Session 3: Data Movement from the Applications Perspective

This session will illustrate the problems and solutions of data movement for computing at scale from the applications side. With the growing size of machines and increasing levels of memory hierarchies, efficient data movement will become a greater burden for the application programmer, and certainly new algorithms and programming techniques are required. In this session, the following questions should be attacked: How does data gets moved through different cache levels and to the memory while the application processes? How can applications be written to minimize unnecessary data movement? How can this data management be abstracted away from the application designer using portable frameworks? Can the data movement be modeled using analytical or semi-analytic methods at small scale to predict results at a larger scale? How can the above optimizations be done in a portable way?

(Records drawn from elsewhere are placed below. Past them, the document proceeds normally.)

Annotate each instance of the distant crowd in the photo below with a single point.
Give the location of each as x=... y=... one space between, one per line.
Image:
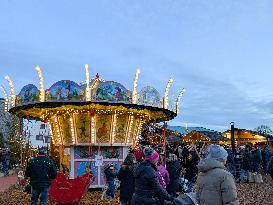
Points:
x=206 y=175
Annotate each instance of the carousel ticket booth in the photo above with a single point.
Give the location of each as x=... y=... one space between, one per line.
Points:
x=93 y=123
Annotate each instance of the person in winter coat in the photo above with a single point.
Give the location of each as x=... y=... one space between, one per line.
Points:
x=162 y=174
x=147 y=187
x=245 y=163
x=126 y=177
x=110 y=175
x=215 y=185
x=256 y=159
x=270 y=167
x=174 y=168
x=41 y=170
x=266 y=157
x=190 y=169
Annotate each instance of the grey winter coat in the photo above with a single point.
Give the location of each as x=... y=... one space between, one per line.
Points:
x=215 y=185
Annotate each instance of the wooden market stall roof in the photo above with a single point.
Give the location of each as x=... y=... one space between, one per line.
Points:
x=196 y=134
x=246 y=136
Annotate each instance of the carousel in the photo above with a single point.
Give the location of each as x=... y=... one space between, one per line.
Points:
x=92 y=123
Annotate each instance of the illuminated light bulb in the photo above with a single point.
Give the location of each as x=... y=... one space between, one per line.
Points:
x=114 y=128
x=93 y=130
x=51 y=133
x=87 y=90
x=57 y=129
x=42 y=87
x=131 y=120
x=72 y=130
x=12 y=91
x=6 y=98
x=178 y=100
x=134 y=93
x=166 y=95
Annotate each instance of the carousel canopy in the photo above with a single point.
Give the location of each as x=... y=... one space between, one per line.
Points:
x=92 y=112
x=246 y=136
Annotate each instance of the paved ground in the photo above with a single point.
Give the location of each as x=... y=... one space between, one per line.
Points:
x=6 y=182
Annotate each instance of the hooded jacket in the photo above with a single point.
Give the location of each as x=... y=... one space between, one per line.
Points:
x=41 y=171
x=163 y=176
x=174 y=168
x=127 y=182
x=147 y=187
x=215 y=185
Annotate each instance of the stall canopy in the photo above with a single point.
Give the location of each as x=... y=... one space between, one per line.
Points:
x=199 y=134
x=246 y=136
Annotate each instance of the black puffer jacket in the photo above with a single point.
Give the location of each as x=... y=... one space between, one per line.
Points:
x=174 y=169
x=41 y=171
x=127 y=183
x=147 y=187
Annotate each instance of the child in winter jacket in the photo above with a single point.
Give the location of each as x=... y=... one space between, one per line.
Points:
x=110 y=174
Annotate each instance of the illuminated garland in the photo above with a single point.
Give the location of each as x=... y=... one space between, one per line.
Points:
x=166 y=95
x=93 y=140
x=6 y=98
x=178 y=100
x=72 y=130
x=12 y=91
x=134 y=93
x=42 y=88
x=131 y=120
x=138 y=133
x=57 y=129
x=114 y=128
x=87 y=90
x=51 y=133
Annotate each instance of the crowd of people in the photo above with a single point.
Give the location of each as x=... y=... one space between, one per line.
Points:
x=209 y=173
x=151 y=176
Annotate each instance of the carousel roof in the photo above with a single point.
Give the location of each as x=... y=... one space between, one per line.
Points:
x=95 y=93
x=245 y=135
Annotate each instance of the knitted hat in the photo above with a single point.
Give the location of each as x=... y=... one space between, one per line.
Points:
x=172 y=157
x=130 y=159
x=150 y=154
x=217 y=152
x=138 y=154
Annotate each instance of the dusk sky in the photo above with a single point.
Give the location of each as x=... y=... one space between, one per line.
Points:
x=220 y=51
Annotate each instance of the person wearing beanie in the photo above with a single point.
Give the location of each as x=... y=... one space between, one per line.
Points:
x=41 y=170
x=174 y=168
x=147 y=187
x=126 y=178
x=215 y=185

Session 4: Data Movement from the Data Analysis, Workflow, and Visualization Perspectives

In the search for high performance with improved energy efficiency, large-scale systems over the next decade increasingly will continue to utilize alternatives to traditional disk storage. Technologies such as NVRAM or solid-state disk can be placed on the compute node, or close-by, to provide higher bandwidth and faster access but at the expense of reduced capacity. One such use case is the burst-buffer concept that will be present on flagship machines delivered to several DOE and DOE/NNSA laboratories over the next four years. These technologies present opportunities and challenges for data analysis, workflow, and visualization. The key will be effectively handling the large amounts of data generated by a simulation. Key questions include: how might the workflow change to achieve better data efficiency? How well can in-situ analysis and visualization techniques provide equivalent understanding to today’s traditional methods? Can partial analysis techniques reduce the data set sufficiently to fit in a burst buffer while retaining enough features to enable data exploration? What might an efficient framework look like for supporting this tiered analysis? Could data analytics techniques (from the “big data” space) be useful?

Session 5: Input/Output, File Systems, and Data Storage Data Movement Challenges

This session examines the decadal challenges facing data storage, file systems, and I/O in the context of data movement for computing at scale, including but not limited to new and changing pressures and drivers, both technical and economic. In concert, the session explores game-changing ideas and technology and/or radical changes in perspective or approach to meet the identified challenges. Key questions include: what are the consequences in an ecosystem in which the economics of storage/data movement/data analysis are fundamentally changing and where the simple model of memory/disk/tape is insufficient to meet minimum technical requirements for computing at scale? What are the complexities and challenges and potential solutions that arise at the interface where parallel data movement meets the wide area network? Are opportunities hidden in the melding of cloud- and HPC-based technologies and approaches? Is there a role for peer-to- peer storage solutions?